Другой путь —идея неустранимого, хотя и опосредованного, при­сутствия в тексте автора, который выражает собственную позицию через сопоставление разных «версий самого себя» — таких, как «скры­тый автор» и «недостоверный рассказчик»1, или же разных «субъектных форм», таких, как «носитель речи, не выявленный, не названный, растворенный в тексте», т. е. «повествователь (порой его называют автором)», и «носитель речи, открыто организующий своей личностью весь текст», т. е. «рассказчик»2. Ясно, что при таком подходе один и тот же тип субъекта может сочетаться с разными грамматическими формами организации высказывания. Например, субъект «сказа», безусловно, должен квалифицироваться как рассказчик, независимо от того, ведется ли рассказ от первого или от третьего лица (в «Левше» Н.С. Лескова, кстати, избран второй вариант). Но в этом подходе есть собственное не вполне оправданное ограничение: весь текст считается выдержанным в смысловой перспективе одного (авторского) сознания. Между тем возможны и доминирование перспективы главного персонажа —при том, что она не совпадает с авторской («журнал» Печорина или «Записки из подполья»), и преимущество точек зрения целого ряда героев над любым возмож­ным восприятием событий и поступков извне (например, в «поли­фоническом романе» Ф.М. Достоевского). К структурам подобного типа предложенные трактовки понятий «повествователь» и «рассказ­чик» без существенных корректив не применимы.
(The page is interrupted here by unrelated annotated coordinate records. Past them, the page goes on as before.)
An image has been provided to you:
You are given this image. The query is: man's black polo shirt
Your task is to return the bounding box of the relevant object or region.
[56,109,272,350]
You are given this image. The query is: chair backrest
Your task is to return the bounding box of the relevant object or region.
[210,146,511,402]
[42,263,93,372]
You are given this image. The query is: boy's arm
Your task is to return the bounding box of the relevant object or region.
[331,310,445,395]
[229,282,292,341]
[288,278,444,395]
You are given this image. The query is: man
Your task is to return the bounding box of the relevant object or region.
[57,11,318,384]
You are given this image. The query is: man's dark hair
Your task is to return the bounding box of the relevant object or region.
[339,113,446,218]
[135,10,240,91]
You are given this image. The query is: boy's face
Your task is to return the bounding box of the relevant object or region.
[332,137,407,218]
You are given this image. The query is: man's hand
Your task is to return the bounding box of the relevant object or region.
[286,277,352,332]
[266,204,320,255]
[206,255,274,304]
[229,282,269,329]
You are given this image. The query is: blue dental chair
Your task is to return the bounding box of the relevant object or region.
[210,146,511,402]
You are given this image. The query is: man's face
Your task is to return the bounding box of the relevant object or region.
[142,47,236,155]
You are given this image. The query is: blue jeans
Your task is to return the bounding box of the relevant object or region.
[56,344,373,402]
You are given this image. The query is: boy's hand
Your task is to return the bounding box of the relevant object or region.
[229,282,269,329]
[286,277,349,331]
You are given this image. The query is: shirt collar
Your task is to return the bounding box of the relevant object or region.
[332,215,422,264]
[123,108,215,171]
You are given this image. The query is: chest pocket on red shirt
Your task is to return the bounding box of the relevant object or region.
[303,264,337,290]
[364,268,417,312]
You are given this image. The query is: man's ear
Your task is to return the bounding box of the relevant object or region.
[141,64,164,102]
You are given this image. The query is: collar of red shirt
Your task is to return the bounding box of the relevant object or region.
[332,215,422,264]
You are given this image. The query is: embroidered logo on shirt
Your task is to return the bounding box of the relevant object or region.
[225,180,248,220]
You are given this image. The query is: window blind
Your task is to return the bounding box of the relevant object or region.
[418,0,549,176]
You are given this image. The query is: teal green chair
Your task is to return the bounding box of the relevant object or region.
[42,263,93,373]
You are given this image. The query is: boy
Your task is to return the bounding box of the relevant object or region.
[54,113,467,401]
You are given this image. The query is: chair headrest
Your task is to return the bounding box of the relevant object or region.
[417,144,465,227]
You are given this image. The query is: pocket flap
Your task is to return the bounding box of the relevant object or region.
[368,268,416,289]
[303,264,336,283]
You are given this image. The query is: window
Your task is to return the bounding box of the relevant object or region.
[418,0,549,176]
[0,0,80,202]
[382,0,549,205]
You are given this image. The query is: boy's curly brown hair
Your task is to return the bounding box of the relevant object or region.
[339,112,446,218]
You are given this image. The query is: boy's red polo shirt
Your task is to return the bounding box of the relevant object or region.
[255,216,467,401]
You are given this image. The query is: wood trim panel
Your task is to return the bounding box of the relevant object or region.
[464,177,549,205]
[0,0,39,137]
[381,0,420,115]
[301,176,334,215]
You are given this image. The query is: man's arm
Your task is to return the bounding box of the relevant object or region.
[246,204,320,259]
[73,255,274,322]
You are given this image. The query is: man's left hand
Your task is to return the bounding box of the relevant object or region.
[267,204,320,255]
Третий путь — характеристика важнейших типов «повествователь­ных ситуаций», в условиях которых функция рассказывания осущест­вляется различными субъектами. В этом, наиболее плодотворном, на наш взгляд, направлении бесспорный приоритет принадлежит работам Ф.К. Штанцеля. Поскольку идеи ученого о трех типах упомянутых ситуаций неоднократно излагались, акцентируем —опираясь на ав­торский самоанализ в «Теории повествования» (Stanzel F.K. Theorie des Erzahlens. Gottingen, 1991) —некоторые более общие и важные мо­менты. Во-первых, здесь противопоставлены «повествование в собст­венном смысле посредничества» и «изображение, т. е. отражение вымышленной действительности в сознании романного персонажа, при котором у читателя возникает иллюзия непосредственности его наблюдения за вымышленным миром». Соответственно, фиксируется полярность «повествователя (в личной или безличной роли) и рефлек­тора». Отсюда видно, что к проблеме повествования у Ф.К. Штанцеля прямо относятся две «ситуации»: «аукториальная» и «я-ситуация», субъектов, которых он обозначает с помощью терминов «повествова­тель» и «я-повествователь». Во-вторых, учитывая традиционную ин­терпретацию форм грамматического лица в речи повествователя и общепринятое различение основных вариантов «перспективы» (внут­ренняя и внешняя точки зрения), он придает кроме того принципи­альное значение «модусу», т. е. «идентичности или неидентичности области бытия (Seinsbereiche) повествователя и характеров». «Я-пове­ствователь» «живет в том же мире, что и другие персонажи романа», тогда как аукториальный повествователь «существует вне вымышлен­ного мира»1. Таким образом, несмотря на различие в терминологии, ясно, что исследователь имеет в виду именно те два типа повествующих субъектов, которые в нашей традиции принято называть повествова­телем и рассказчиком.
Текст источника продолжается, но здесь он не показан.